Woolworths Research

Woolworths (WHL) – Unlocking value

WHL delivered good results for FY22, with the FBH division staging a turnaround in 2H22 and the Australian divisions rebounding after lockdowns were lifted. The space cuts in FBH over the past two years have increased trading densities. Plans to roll out small-format W Edit stores are interesting, but we caution that these formats typically have higher operating costs and could impact margins.

The food business disappointed, with weak turnover growth and lower margins. Management attributed the performance to a high Covid base, but we think there may be other factors at play. We believe that WHL Food’s target market may be shrinking, as weak economic conditions are resulting in fewer consumers moving up the LSM scale and emigration increasing. We look at the performance of WHL Food in the 1990s when a similar spike in emigration happened.

David Jones performed well after the lockdowns, but a sobering comparison to the business WHL bought in FY15 for AUD2.2bn shows the extent to which this business has changed. Its turnover has not increased significantly and, while space has been reduced and trading densities increased, margins have dropped considerably. We believe a sale at an estimated book value of AUD800m could be a positive outcome, but a low-ball price close to the tangible asset values of about AUD400m to AUD600m is possible.
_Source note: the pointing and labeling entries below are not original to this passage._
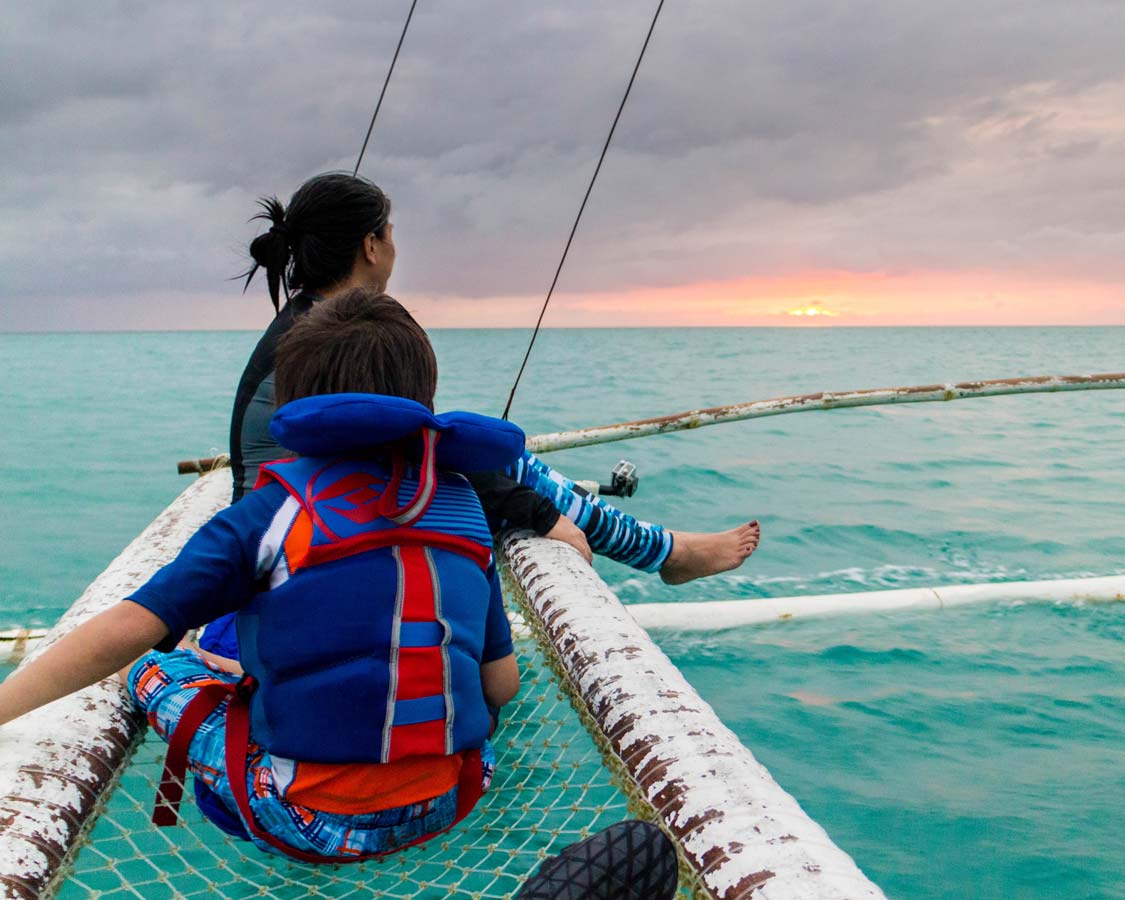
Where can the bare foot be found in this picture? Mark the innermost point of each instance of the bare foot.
(695, 554)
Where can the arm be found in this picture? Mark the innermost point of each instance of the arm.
(500, 680)
(510, 504)
(93, 650)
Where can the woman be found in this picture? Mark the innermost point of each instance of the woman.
(335, 235)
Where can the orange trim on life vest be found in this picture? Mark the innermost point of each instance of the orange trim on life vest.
(298, 541)
(359, 789)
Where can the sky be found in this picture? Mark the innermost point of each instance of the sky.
(782, 162)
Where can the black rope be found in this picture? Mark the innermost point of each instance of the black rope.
(385, 83)
(566, 250)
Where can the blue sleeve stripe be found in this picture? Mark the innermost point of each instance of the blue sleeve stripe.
(425, 709)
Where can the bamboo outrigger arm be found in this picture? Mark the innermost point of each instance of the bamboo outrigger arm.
(800, 403)
(804, 403)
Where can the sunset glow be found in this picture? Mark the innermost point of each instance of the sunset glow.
(825, 299)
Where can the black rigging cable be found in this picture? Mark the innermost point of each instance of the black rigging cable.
(385, 83)
(566, 250)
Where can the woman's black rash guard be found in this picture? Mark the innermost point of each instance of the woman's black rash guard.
(506, 503)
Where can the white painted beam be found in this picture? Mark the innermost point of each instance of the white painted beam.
(56, 762)
(743, 834)
(717, 614)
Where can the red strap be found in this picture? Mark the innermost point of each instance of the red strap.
(167, 810)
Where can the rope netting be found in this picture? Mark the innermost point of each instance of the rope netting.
(550, 790)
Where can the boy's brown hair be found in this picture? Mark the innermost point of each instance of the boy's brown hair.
(360, 341)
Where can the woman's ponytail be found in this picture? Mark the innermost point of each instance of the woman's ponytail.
(312, 245)
(272, 251)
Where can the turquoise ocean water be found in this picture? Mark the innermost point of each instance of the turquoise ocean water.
(972, 753)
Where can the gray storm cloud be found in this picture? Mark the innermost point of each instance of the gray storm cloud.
(762, 137)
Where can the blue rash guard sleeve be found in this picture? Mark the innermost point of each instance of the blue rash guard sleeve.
(497, 629)
(215, 572)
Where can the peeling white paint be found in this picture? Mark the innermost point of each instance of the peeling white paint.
(717, 614)
(738, 412)
(746, 836)
(56, 761)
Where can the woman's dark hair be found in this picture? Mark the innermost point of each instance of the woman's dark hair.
(312, 244)
(360, 341)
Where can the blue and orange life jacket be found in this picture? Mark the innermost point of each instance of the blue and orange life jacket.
(365, 642)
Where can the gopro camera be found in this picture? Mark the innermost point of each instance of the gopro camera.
(623, 480)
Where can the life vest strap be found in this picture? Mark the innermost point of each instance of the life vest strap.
(167, 810)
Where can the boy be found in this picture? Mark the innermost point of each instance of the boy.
(372, 633)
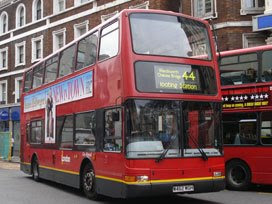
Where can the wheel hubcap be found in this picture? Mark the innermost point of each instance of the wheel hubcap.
(238, 175)
(88, 180)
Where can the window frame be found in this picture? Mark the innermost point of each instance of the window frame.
(78, 26)
(144, 5)
(257, 137)
(73, 62)
(3, 14)
(77, 50)
(34, 48)
(108, 16)
(42, 132)
(245, 10)
(18, 17)
(247, 37)
(112, 109)
(204, 15)
(5, 91)
(55, 38)
(17, 89)
(59, 136)
(17, 53)
(101, 35)
(56, 7)
(79, 3)
(2, 67)
(35, 10)
(45, 66)
(86, 146)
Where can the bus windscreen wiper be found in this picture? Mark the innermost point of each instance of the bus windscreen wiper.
(163, 154)
(203, 154)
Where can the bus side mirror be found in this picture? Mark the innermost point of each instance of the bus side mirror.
(115, 116)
CRG did well on topline growth, and the space reduction of 18.4% since FY19 has increased trading densities by a 5.9% CAGR over the past three years. A new initiative is planned for FY24, which will add 51 new sites and increase space by 11 000m2 that year. We calculate that this initiative will have an average store size of 216m2, suggesting small, stand-alone stores.

WHL plans to invest R10bn over the next three years. We are concerned that the allocation of substantial capital during a period of low expected economic growth in South Africa may not provide an adequate return.